Monday, July 16, 2012

The House Farm Bill is a Not So Funny Joke


If you thought the Senate’s 2012 Farm Bill had its shortcomings, wait till you see the House Agriculture Committee’s version passed this week. Most people predicted it would take aim at the SNAP program (food stamps), continue subsidizing commodity mega-farms, and make a deep reduction in conservation supports. It does all of this and a whole lot more.



  •  $16.5 billion cuts to the Supplemental Nutrition Assistance Program;
  •   no limits on how much a subsidy recipient can get in a single year;
  •   no basic conservation requirements in return for crop insurance subsidies;
  • $6 billion cuts to conservation programs.


The House draft is known as the Federal Agriculture Reform and Risk Management Act of 2012. But there is little reform to be found within its commodity programs that will largely shape farming practices, land stewardship, and public health and well-being over the next five to ten years.

The draft bill’s failure to reform income eligibility rules means the biggest operations will continue to receive the lion’s share of all subsidies, which they can use to expand and squeeze out smaller and medium sized farms. Without basic conservation requirements in place, operators have the economic incentive to plow up even the most marginal grounds because the government “safety net” will ensure they turn a profit. The likely and unwelcome result will be the loss of critical habitat and soil protection, and a reversal of conservation gains made over the past three decades.

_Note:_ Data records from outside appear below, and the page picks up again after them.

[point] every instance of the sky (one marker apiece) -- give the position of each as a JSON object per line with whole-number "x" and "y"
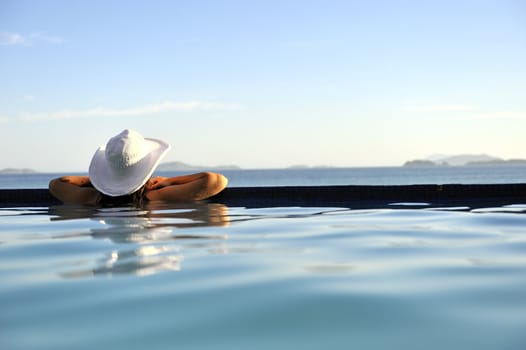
{"x": 262, "y": 84}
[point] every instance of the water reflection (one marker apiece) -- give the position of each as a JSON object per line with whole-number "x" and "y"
{"x": 145, "y": 241}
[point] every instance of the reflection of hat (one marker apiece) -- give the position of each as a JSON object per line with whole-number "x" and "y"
{"x": 125, "y": 163}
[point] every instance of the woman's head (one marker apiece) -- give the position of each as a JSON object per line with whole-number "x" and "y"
{"x": 125, "y": 163}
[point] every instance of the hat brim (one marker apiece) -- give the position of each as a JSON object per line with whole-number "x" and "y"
{"x": 108, "y": 182}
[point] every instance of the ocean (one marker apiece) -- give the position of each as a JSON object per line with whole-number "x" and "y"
{"x": 210, "y": 276}
{"x": 329, "y": 176}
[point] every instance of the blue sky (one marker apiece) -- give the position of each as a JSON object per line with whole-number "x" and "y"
{"x": 263, "y": 84}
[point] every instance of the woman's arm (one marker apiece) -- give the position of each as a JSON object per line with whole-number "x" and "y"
{"x": 74, "y": 190}
{"x": 185, "y": 188}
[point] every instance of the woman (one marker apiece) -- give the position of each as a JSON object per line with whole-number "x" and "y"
{"x": 120, "y": 173}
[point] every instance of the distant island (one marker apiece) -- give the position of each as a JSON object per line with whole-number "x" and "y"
{"x": 180, "y": 166}
{"x": 463, "y": 160}
{"x": 14, "y": 171}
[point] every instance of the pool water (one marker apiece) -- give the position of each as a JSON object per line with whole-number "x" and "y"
{"x": 206, "y": 276}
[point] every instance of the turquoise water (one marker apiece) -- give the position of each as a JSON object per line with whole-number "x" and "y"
{"x": 206, "y": 276}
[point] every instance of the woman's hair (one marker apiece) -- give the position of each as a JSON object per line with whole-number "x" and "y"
{"x": 136, "y": 199}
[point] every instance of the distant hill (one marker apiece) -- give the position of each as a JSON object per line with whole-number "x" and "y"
{"x": 14, "y": 171}
{"x": 463, "y": 160}
{"x": 180, "y": 166}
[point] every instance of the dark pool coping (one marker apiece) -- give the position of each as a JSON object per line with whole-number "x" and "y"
{"x": 470, "y": 195}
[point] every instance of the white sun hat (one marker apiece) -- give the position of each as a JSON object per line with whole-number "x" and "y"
{"x": 125, "y": 163}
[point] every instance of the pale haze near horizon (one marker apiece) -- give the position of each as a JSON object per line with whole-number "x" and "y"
{"x": 263, "y": 84}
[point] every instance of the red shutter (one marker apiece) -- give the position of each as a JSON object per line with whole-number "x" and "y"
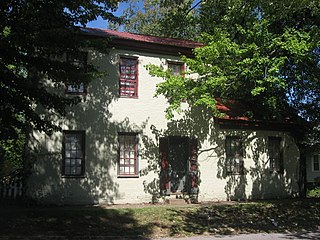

Instead, this bill’s reforms are designed to roll back regulations and policies that protect the public, small farmers, and rural residents from potential harms of industrial agribusiness. If passed as written, a series of riders and provisions in the House Farm Bill would:

• gut rules that protect water quality and wildlife from agricultural pesticides;
• exempt GMO crops from proper environmental reviews and federal oversight;
• block states from establishing their own standards around food production and food safety;
• eliminate fair competition and contract reforms for livestock producers passed in the 2008 Farm Bill.

The only silver lining is that the House leadership has yet to set a time frame for this disastrous draft bill to be debated by its full membership. Amendments can and are being written to bring the bill back in line with the needs of the country. Now is the time to reach out to your representatives and urge them to defy this agribusiness biased contract on America.

It is anyone’s guess as to how this Farm Bill cycle will move ahead. Will a one-year extension of the 2008 Farm Bill be passed until a bill can be agreed upon later? Will the Senate and House Agriculture committees go straight to the conference process to avoid a messy debate and vote on the floor of the House? Will automatic cuts to the USDA budget be assessed in 2012 through the sequestration process agreed to earlier this year (which prohibits decreases in SNAP and Conservation Reserve Program funding)? These are just a few potential scenarios.

As concerned citizens the best thing we can do is to stay in touch with groups that are working for change on this issue, be prepared to make calls and in person meetings with your representatives, and bring your vote to the table.